The deal is complex and sees each company paying the other milestones and royalties if a candidate emerges, according to a press release.
"Under the agreement, BioAtla and Pfizer will each have a license to the other's respective technology to pursue the development and commercialization of several CAB-ADC antibodies," the release said.
"Pfizer also gains an exclusive option to develop and commercialize BioAtla CAB antibodies that target CTLA4, a validated immuno-oncology target in humans. If successful, BioAtla's technology would allow the selective targeting of CTLA4 expressed on immune cells localized in the tumor microenvironment."

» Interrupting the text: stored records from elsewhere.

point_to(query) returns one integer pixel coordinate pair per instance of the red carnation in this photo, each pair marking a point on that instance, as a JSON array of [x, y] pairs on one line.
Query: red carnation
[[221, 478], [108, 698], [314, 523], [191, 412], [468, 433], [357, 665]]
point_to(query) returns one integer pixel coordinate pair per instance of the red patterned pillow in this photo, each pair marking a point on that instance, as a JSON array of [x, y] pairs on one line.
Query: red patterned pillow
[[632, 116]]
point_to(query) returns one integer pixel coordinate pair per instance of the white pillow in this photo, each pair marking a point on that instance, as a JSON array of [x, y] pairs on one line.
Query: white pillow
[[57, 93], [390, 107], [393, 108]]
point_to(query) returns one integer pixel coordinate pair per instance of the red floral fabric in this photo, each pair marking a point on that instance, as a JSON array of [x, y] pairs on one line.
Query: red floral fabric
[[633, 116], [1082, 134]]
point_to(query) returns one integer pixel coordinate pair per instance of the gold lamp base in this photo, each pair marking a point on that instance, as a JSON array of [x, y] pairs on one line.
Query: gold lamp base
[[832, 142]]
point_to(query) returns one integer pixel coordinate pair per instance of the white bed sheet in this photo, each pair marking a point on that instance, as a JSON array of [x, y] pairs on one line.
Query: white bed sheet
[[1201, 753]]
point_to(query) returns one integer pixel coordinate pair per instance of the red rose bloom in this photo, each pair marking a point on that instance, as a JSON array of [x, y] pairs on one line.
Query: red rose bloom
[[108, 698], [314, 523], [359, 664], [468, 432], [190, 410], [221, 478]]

The release went on to say that the deal requires payments on either side, depending upon development of candidates.
"BioAtla and Pfizer are both eligible to receive milestone payments and royalties based on individual CAB-ADC antibody candidates developed and commercialized by the other party," the release said. "Including the CTLA4 option and license, BioAtla is eligible to receive a potential total of more than $1.0 billion in up-front, regulatory and sales milestone payments as well as tiered marginal royalties reaching double digits on potential future product sales."
The deal follows a move in June that saw mystery Chinese investors venture $30 million on BioAtla.
In a release at the time, BioAtla noted potential applications in monoclonal antibodies, bispecific antibodies, antibody drug conjugates, immune checkpoint inhibitors and CAR-T cells.
BioAtla is not the only San Diego-based biotech to capture attention from Chinese investors. In May, A heavyweight consortium of Chinese biomedical and healthcare-focused funds said it would acquire San Diego-based biotech Ambrx, which abandoned an initial public offering last year, in a deal that opens a path to cutting-edge candidates in oncology therapies.